• Ever thought it'd be cool to have your art, writing, or challenge runs featured on PokéCommunity? Click here for info - we'd love to spotlight your work!
  • Welcome to PokéCommunity! Register now and join one of the best fan communities on the 'net to talk Pokémon and more! We are not affiliated with The Pokémon Company or Nintendo.

College Students: Electronic Textbooks vs. Physical Textbooks

E-Books or Physical Books?

  • E-Books

    Votes: 3 21.4%
  • Physical Books

    Votes: 11 78.6%

  • Total voters
    14
  • Poll closed .
Ideally, I'd love to buy my textbook and also get a digital copy to do with as I please (er, reading-wise, lmao).

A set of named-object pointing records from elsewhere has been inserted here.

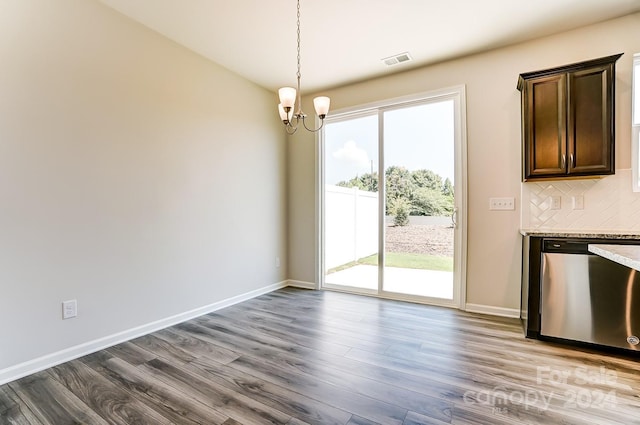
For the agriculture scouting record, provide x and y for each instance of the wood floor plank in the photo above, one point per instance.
(414, 418)
(230, 403)
(52, 403)
(13, 411)
(178, 407)
(279, 397)
(116, 406)
(197, 347)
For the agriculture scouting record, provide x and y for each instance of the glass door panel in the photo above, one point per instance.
(351, 204)
(419, 200)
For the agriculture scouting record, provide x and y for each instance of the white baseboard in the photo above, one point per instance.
(32, 366)
(301, 284)
(493, 311)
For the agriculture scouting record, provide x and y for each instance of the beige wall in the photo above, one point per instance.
(135, 176)
(493, 130)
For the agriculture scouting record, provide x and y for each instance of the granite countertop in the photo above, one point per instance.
(587, 234)
(627, 255)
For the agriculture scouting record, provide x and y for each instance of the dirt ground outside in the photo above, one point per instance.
(423, 235)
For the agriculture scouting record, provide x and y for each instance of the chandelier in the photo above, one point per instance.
(288, 95)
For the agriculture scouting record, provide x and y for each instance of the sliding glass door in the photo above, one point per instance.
(391, 196)
(351, 202)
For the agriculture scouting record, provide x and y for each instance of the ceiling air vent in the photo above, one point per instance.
(397, 59)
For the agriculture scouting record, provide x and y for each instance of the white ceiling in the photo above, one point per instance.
(343, 41)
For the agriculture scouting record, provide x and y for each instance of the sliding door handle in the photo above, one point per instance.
(454, 218)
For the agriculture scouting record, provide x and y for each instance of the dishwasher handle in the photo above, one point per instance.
(565, 246)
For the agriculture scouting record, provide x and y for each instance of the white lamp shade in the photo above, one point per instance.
(283, 115)
(321, 103)
(287, 97)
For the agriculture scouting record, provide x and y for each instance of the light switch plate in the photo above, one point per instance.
(69, 309)
(578, 202)
(502, 204)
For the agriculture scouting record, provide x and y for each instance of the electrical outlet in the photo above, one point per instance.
(578, 202)
(502, 204)
(69, 309)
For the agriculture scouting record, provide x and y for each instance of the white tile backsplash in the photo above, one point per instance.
(609, 204)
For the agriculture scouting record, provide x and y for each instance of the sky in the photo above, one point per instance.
(416, 137)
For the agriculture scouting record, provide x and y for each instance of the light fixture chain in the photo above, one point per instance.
(298, 75)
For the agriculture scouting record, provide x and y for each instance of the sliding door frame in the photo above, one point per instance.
(458, 95)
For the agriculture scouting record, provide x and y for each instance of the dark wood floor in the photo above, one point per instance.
(296, 357)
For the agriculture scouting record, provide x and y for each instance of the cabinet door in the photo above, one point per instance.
(590, 137)
(545, 147)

But I guess if I had the choice it would depend on the course. For something like math, I'd definitely want the hard copy because I tend to do math homework wherever I happen to be. If I have a few hours to kill on campus, I'll bring my math textbook along and do some homework in the library. For something where I'd only be buying it to do readings every week, I'd probably just get a digital copy.

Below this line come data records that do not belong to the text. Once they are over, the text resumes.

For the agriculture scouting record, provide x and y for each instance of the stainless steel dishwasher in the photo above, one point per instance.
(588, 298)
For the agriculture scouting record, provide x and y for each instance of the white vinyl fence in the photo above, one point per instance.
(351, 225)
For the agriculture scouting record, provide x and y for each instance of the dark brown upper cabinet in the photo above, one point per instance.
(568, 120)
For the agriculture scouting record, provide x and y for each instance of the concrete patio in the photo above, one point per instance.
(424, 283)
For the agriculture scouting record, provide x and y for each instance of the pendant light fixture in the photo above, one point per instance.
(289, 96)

Though if more books were available digitally and it wasn't hard to toss them on my netbook or even my phone, I'd do it that way almost every time, probably. :s
 
I'm trying to find a reason to rationalize why I would rather own the physical copy over an e-book but I can't find anything that I personally would consider a problem. Whatever the reason I hesitate to choose e-books over physical copies, so I'm going to have to go with physical copies.

I still think e-books are an extremely viable option.
 
I'd go for e-books if it weren't for the fact that book publishers still try to charge you the same damn price for an e-book as they do for the physical book! Sure, they might knock 15 or 20% off the cover price of the physical book, or maybe even 50% but the price for an e-book is still in outer-space! Not to mention that you have to deal with the asinine and draconian DRM of whatever system they're using, which in my opinion, severely degrades the value of ANY digital media. Sure, if I buy very cheaply on a rental basis, then DRM is acceptable. If I'm to OWN that copy, I want FULL RIGHTS to do ANYTHING with that file. No encryption, No restrictions and full compatibility with ANY FORMAT I choose to convert it to. At the current price point of typical e-textbooks, that is what I FULLY EXPECT!

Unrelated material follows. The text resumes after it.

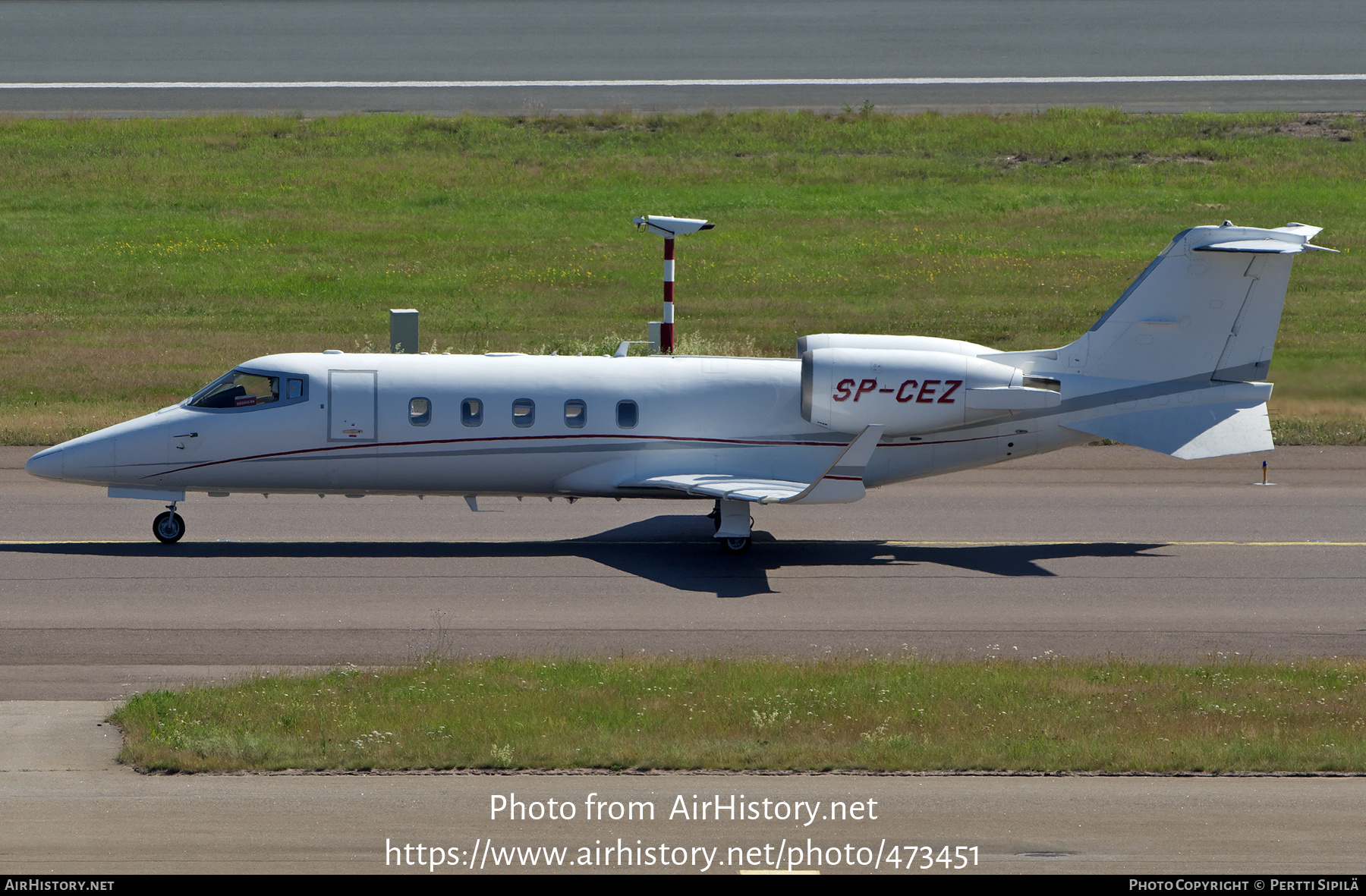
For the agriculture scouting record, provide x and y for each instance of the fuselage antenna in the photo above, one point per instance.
(669, 228)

So this is why I prefer physical textbooks, you pay normal price...and usually you can get a 40% buyback rate. Ok, 40% isn't great but it's cash back and I can do whatever the hell I want to that physical textbook that I see fit. If I want to scan parts of it and digitize it, then no law in the world can stop me from doing so, most of those merely prohibit the sharing of those copies.
 
There are a few kids in some of my classes at College that use Kindle/Ebooks with all of thier books for the semester on them, and it's nice to not have to lug those books around with you everywhere you go. Plus, in the long run, the Ebooks will cost less than physical textbooks anyway.